ESR17: Sahar Tahmasebi        PhD enrolment: TIB
Project Title: Multi Modal Fact Validation (WP4 – Event-centric cross-lingual Information processing)
Objectives: Develop methods for multimodal fact validation by exploiting hybrid inputs, provide evidence for them and learn rich representation.
Impact: Research in this field provided a new approach for multimodal fake news detection with better generalisation capability on realistic use cases.
Further research: Possible follow-up research directions are:

    • Improving applicability of method by considering related evidence for example user credibility, Geo location, etc…and extending the methods to be applicable on other modalities which can be used for spreading fake news
    • providing a dataset for chart fact checking in order to validate a textual claim based on scientific charts (e.g bar charts, line charts, pie charts, etc)
ESR18: Alberto Olivieri        PhD enrolment (2022-3): UVA
Project Title: Cross Cultural Comparison of Russian State Controlled and Independent Media (WP6 –  Event-centric cross-lingual analytics and cross-cultural studies)

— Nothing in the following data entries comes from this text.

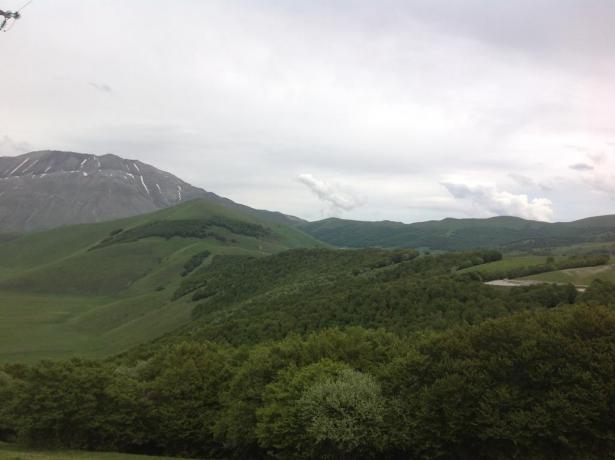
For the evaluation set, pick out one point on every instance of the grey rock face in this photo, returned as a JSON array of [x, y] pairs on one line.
[[47, 189]]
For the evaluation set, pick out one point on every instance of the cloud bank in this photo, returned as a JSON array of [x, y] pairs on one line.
[[492, 201], [336, 196]]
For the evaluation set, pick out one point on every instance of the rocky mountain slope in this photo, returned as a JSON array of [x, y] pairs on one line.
[[48, 189]]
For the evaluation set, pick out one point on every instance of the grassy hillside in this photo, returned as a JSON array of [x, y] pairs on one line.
[[14, 452], [64, 293], [578, 276], [507, 233]]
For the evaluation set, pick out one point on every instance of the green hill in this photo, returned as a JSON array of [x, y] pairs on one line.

Objectives: Comparison of the images of the war/special military operation in Ukraine, and therefore on the underlying semantic message that is implicitly vectored by the actors involved.
Expected Results: Insights on how state and independent actors develop, build, and spread narratives and on the visual semantics involved.

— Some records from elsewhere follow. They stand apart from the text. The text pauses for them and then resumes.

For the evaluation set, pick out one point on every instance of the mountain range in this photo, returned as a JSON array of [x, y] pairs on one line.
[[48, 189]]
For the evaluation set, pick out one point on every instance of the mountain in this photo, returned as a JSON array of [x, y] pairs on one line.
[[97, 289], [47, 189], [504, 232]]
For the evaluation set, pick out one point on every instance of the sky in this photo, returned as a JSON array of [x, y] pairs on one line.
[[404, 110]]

The project wants to focus on the clashing of narratives in contemporary society, the influence of these narratives for society at large, and the semantics they use. Nowadays, we assist at ferocious debates regarding what is considered truth from opposite sides of a narration battle that we cannot ignore anymore. These narratives are such powerful tools that could shape so fundamentally the belief system of an individual and influence how it perceives reality. As such, we should try to understand better how they work in the digital age, with its new and evolving challenges.